Reading Unicode (UTF-8) in C

In working on scanner code for Kiwi I did a bit of reading up on Unicode. It's not really as difficult as one might think parsing UTF-8 character by character in C. In the end I opted to use ICU so I could take advantage of its character class functions instead of rolling my own, but the by-hand method I thought was still worth sharing.

Functions like getc() read in a byte from an input stream. ASCII was the predominant encoding scheme and encoded characters in 7-8 bits, so reading a byte was effectively the same as reading a character.

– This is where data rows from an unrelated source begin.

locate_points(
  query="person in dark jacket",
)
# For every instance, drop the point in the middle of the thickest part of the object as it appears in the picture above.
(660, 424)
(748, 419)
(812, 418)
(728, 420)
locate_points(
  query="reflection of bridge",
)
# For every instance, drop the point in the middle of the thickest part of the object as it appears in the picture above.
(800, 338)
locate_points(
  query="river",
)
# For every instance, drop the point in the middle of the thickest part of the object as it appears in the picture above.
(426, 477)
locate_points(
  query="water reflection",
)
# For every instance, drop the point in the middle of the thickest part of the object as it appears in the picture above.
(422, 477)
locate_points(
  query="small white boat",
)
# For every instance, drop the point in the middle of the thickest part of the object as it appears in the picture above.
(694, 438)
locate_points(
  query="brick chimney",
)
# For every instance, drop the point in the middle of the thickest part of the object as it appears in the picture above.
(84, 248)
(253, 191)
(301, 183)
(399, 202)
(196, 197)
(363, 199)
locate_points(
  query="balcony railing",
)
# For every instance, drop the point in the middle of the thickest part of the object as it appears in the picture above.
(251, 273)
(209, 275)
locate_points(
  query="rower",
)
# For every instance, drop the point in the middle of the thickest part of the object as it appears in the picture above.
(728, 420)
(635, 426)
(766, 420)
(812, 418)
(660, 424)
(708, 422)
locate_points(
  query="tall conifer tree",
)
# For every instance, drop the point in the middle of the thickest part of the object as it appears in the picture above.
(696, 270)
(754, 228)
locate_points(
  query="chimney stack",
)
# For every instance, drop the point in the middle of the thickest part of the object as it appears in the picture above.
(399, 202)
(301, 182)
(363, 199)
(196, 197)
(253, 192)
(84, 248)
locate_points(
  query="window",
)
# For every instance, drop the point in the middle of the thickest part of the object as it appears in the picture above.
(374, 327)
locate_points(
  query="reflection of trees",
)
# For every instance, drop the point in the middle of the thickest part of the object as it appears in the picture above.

But you can only represent 255 characters using 8 bits, far too little to represent all the characters of the world's languages. The most common Unicode scheme is UTF-8, is a multi-byte encoding scheme capable of representing over 2 million characters using 4 bytes or less.

The 128 characters of 7-bit ASCII encoding scheme are encoded the same, the most-significant bit is always 0. Other characters can be encoded as multiple bytes but the most-significant bit in such cases is always 1. The bit pattern in the first byte of such multi-byte characters too that make it easy to determine exactly how many bytes are used for the character.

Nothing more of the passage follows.